The district court's role in reviewing a Magistrate Judge's report and recommendation is set forth in 28 U.S.C. § 636(b)(1). Under this statute, "the district judge must review the magistrate judge's findings and recommendations de novo if objection is made, but not otherwise." United States v. Reyna-Tapia, 328 F.3d 1114, 1121 (9th Cir.) (en banc), cert. denied, 124 S.Ct. 238 (2003).
First Amendment Retaliation Claim
As noted in the Report, plaintiff asserts that he was subjected to retaliation in the form of a transfer from Calipatria State Prison to Tehachapi prison's segregated housing unit. The retaliation allegedly was in response to plaintiff's attempt to exercise his right to an appeal of a disciplinary hearing.

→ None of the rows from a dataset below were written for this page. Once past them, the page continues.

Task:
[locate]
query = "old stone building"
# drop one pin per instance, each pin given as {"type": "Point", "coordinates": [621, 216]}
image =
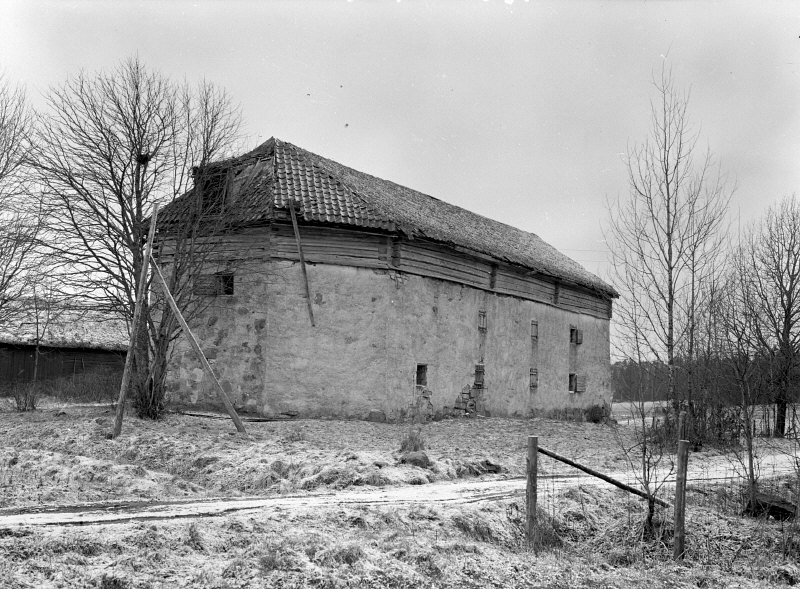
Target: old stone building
{"type": "Point", "coordinates": [381, 299]}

A stabbing incident occurred at Calipatria State Prison on August 17, 2003. Plaintiff was suspected of involvement in the stabbing and a contraband weapon was found in plaintiff's toilet. He was transferred to administrative segregation during the investigation. A disciplinary hearing was conducted and plaintiff was found guilty of possession of an inmate-manufactured weapon. He was given a 15-month term in a segregated housing unit at6 Tehachapi.
Within the prison context, a viable claim of First Amendment retaliation entails five basic elements: (1) An assertion that a state actor took some adverse action against an inmate (2) because of (3) that prisoner's protected conduct, and that such action (4) chilled the inmate's exercise of his First Amendment rights, and (5) the action did not reasonably advance a legitimate correctional goal. Rhodes v. Robinson, 408 F.3d 559, 567-68 (9th Cir. 2005)(citing Resnick v. Hayes, 213 F.3d 443, 449 (9th Cir. 2000)).
As both the defendants and the magistrate judge noted, plaintiff has failed to allege that his First Amendment rights were chilled. Indeed, plaintiff filed administrative grievances and has litigated this action vigorously with respect to his transfer to segregated housing.
Further, plaintiff has not objected to his transfer as being a legitimate correctional goal under the factual situation here. Although plaintiff disagrees that he was involved in the underlying actions that resulted in his transfer, he does not argue that prison officials permit the transfer of prisoners to more restrictive housing conditions when wrongful activities on the part of inmates are shown after a hearing on the activities has taken place. Plaintiff was found guilty of possessing an inmate-manufactured weapon. Therefore, plaintiff's transfer was made as a legitimate penological goal.
Because plaintiff cannot allege a First Amendment retaliation claim, this claim will be dismissed with prejudice and without leave to further amend the complaint.
2. Eighth Amendment Failure to Protect
Plaintiff alleges his transfer to segregated housing placed him in danger because that particular housing unit at Tehachapi also housed three of plaintiff's documented enemies.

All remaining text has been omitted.